European soccer’s new Nations League competition will give national team football a boost when it gets underway next month, UEFA President Aleksander Ceferin said on Thursday.
Ceferin said that friendly internationals failed to provide meaningful matches and that a new balance was needed between club and national team football.
The Nations League, to be held every two years, will feature all 55 of Europe’s national teams divided into four divisions, Leagues A to D, that are themselves split into four groups.
The matches will be played between September and November.
There is promotion and relegation between each league while the top division will finish with a four-team mini-tournament, to be held in June next year, to decide the Nations League champion.
Initially the new league was greeted with criticisms because of its seemingly complex format, but the new competition was given a warmer reception by coaches when the draw was made in January.
“The World Cup showed that there is a huge appetite for national team football,” said Ceferin in a UEFA statement.
“UEFA has always been aware of this, and of the fact that national team football needs more than biennial summer showcases,” he added, referring to the European Championship and the World Cup, each held every four years.
“Supporters realise that most friendlies fail to deliver competitive and meaningful football.

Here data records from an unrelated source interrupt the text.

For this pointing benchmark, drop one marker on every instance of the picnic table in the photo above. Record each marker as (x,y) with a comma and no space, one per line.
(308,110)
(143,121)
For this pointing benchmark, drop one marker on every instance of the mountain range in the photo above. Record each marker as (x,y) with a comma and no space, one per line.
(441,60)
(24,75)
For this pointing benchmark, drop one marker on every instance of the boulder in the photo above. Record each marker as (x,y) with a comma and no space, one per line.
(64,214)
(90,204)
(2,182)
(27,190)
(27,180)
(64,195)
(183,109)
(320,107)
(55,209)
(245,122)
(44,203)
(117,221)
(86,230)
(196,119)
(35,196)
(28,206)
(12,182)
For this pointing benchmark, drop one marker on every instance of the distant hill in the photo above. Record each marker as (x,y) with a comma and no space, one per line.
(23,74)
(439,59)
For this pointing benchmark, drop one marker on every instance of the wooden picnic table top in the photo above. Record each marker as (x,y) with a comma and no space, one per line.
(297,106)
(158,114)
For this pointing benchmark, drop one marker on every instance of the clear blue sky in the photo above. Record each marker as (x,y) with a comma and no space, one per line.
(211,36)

” The relationship between club and national team football needed rebalancing.
“That was the thinking behind the UEFA Nations League.”

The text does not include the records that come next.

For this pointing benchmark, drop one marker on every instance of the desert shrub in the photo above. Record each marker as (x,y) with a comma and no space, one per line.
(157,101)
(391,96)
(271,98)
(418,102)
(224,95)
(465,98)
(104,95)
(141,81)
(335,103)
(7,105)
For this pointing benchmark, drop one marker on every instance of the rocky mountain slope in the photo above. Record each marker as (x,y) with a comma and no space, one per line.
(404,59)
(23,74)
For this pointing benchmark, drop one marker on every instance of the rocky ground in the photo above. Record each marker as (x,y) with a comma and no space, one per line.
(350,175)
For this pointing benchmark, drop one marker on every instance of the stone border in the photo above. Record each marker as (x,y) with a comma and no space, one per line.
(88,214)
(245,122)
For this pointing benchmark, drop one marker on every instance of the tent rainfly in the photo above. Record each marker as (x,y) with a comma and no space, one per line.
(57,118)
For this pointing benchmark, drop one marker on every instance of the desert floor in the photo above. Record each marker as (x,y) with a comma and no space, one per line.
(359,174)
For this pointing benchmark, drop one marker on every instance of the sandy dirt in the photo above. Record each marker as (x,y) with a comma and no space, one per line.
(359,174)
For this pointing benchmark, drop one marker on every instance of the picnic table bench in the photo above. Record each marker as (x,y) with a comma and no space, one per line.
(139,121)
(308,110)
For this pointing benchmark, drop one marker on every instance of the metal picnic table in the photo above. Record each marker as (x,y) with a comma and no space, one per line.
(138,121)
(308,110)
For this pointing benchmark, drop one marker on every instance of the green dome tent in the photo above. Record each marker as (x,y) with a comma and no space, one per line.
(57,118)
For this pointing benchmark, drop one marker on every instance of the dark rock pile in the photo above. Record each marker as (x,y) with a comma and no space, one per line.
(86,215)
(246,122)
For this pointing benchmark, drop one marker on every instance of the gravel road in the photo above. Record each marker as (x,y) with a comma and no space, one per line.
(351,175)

UEFA introduced the competition amid concern that the public were losing interest in the European and World Cup qualifying competitions which will continue in a reduced time-frame because of the number of mismatches.
Increasingly, international breaks have come to be seen by fans in Europe as an unwelcome intrusion into the club season, which boasts the world’s top players competing in a handful of domestic leagues.
“In every even year there are World Cup or Euro champions; now in every odd year there will be a UEFA Nations League champion,” said Ceferin.
“Football is about competition and now, just like in club football, there will be a national team champion at the close of every season.”
Global soccer body FIFA has discussed plans to take the idea a stage further and introduce a global nations league although this has met with opposition from clubs and European leagues.
Ceferin said the World Cup in Russia, where all four semi-finalists were European, underlined the strength of the continent’s football.
“Europe has now provided 13 of the 16 semi-finalists at the last four World Cups,” he said.
“We are not just producing successful clubs in Europe, but a rich seam of talented players, visionary coaches and competitive national teams.”